Ronaldo, who signed for Juventus from European champions Real Madrid in a shock 100 million euro deal exactly a month ago, will wear the Juventus kit for the first time in the club's traditional pre-season friendly
between Juve's first XI and a “B” team in Villar Perosa, a small town 40 kilometres west of Turin.
Set in a valley at the foot of the Italian Alps, Villar Perosa (population: roughly 4,100) is the home of the family estate and summer retreat of the powerful Agnellis, who, apart from a brief period around the Second World War, have run Juventus since 1923 and established the traditional alpine curtain raiser.
Members of the industrial dynasty — founders of Fiat car manufacturers and often called the “Italian Kennedys” — have lived at “The Castle” in Villar Perosa since the 19th century, while deceased former club chairman Gianni Agnelli was town mayor between 1945 and 1980.
Used to imposing arenas such as the Old Trafford and the Bernabeu, current Ballon d'Or holder Ronaldo will take his first steps in black and white stripes at the town's compact ground, named after notoriously brutal Italy centre-back Gaetano Scirea.

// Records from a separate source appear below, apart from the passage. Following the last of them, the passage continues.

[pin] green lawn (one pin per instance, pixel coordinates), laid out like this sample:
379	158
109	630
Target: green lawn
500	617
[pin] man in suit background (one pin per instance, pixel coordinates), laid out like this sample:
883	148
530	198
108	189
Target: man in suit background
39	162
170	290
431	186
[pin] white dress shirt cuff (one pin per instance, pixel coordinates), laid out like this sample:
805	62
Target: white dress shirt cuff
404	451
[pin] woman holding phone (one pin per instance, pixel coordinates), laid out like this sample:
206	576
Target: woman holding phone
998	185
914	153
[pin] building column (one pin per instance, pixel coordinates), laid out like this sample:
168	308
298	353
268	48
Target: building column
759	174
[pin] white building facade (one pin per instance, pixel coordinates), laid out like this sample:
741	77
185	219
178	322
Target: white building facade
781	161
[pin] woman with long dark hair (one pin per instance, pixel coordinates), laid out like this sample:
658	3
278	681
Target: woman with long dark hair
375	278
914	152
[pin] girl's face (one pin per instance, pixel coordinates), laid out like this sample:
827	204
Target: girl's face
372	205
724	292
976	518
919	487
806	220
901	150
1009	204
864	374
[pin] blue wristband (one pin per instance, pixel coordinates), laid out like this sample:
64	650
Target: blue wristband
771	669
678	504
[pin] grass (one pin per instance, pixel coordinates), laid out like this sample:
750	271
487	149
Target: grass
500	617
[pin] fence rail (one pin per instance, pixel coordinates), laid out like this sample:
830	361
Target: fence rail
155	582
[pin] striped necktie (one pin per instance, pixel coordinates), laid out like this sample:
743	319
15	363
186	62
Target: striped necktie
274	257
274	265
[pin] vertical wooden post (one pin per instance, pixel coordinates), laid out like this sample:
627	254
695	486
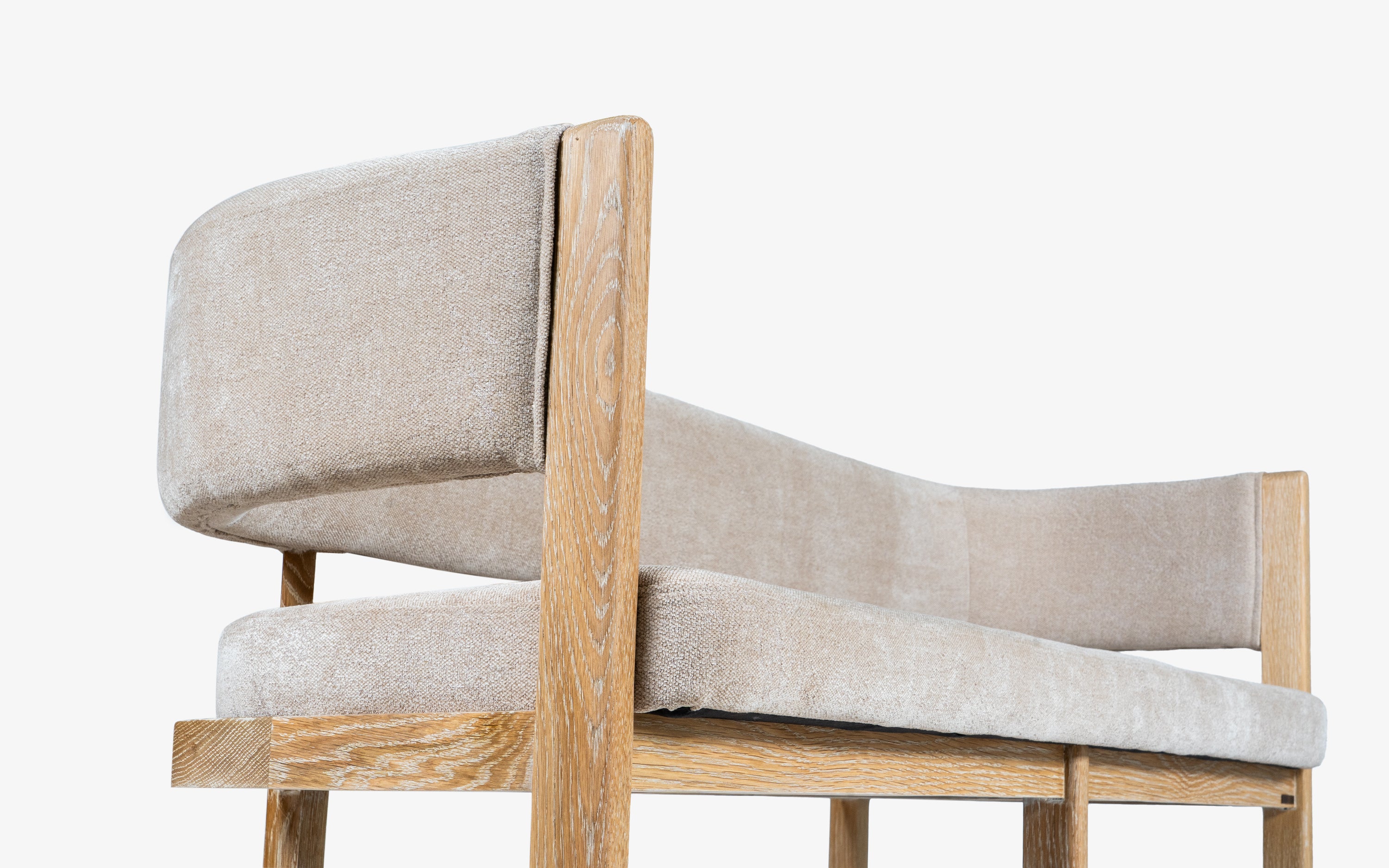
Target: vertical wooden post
296	825
1056	835
296	578
582	771
849	834
296	821
1285	642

There should be more fans at the match than the entire population of Villar Perosa, with the 5,000 tickets available long-since sold out and even more supporters desperate to try and catch a glimpse of their new idol.
Such is the enthusiasm for Ronaldo's debut, special security measures were drafted in the town for the match, including a complete ban on the sale of alcohol from Saturday.

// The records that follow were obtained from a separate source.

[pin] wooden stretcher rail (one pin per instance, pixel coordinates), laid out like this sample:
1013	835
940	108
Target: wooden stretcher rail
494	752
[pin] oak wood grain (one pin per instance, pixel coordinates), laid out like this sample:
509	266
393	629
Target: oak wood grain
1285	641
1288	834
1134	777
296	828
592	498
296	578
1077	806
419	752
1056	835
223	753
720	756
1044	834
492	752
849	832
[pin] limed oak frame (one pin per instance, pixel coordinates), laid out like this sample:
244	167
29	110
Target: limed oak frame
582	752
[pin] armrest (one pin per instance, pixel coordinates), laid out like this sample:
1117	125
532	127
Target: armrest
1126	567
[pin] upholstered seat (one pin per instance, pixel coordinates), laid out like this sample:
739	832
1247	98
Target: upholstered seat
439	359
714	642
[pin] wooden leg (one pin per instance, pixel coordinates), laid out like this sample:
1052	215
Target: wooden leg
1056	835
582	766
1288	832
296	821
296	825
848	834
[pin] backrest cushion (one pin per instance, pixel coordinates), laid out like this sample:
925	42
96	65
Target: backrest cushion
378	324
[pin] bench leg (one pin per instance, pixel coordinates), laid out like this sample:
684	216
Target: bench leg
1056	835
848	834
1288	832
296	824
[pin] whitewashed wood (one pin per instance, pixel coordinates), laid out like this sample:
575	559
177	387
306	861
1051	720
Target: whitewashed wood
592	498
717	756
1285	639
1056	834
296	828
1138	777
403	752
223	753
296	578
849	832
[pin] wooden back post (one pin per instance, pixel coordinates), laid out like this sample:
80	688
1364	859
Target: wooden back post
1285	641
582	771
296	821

Ronaldo's arrival had sparked rumours that the match would be moved to the Allianz Stadium, but the club decided to stick with the traditional bucolic setting.
That could mean Ronaldo gets even more up close and personal with Juve fans.
Established custom dictates that five minutes after half-time fans invade the pitch, bringing the game to a halt as fans charge after and greet their heroes.
Ronaldo joined the team for training on Wednesday after their return from the International Champions Cup in the United States.
His domestic form last season — despite scoring 26 goals in La Liga — was below the almost superhuman levels that had characterised his time in Spain as Madrid finished third behind local rivals Atletico and a whole 17 points behind champions Barcelona.
Juventus, though, have signed Ronaldo not to cement their domestic dominance, after winning seven straight league titles, but to boost their international profile and bag their first Champions League triumph in over two decades.
In 2017/18, Ronaldo was his usual dominant self in Europe as he smashed 15 goals to top the Champions League scoring charts and fired Real Madrid to continental glory for the third straight year.
Interest in Juve and in Italian football has spiked following Ronaldo's arrival. July visits to the club museum shot up 15 percent compared to last year, and were nearly a third more than in 2016, and the over 29,000 season tickets available to fans have been sold despite a deeply unpopular 30 percent price bump announced before Ronaldo's arrival.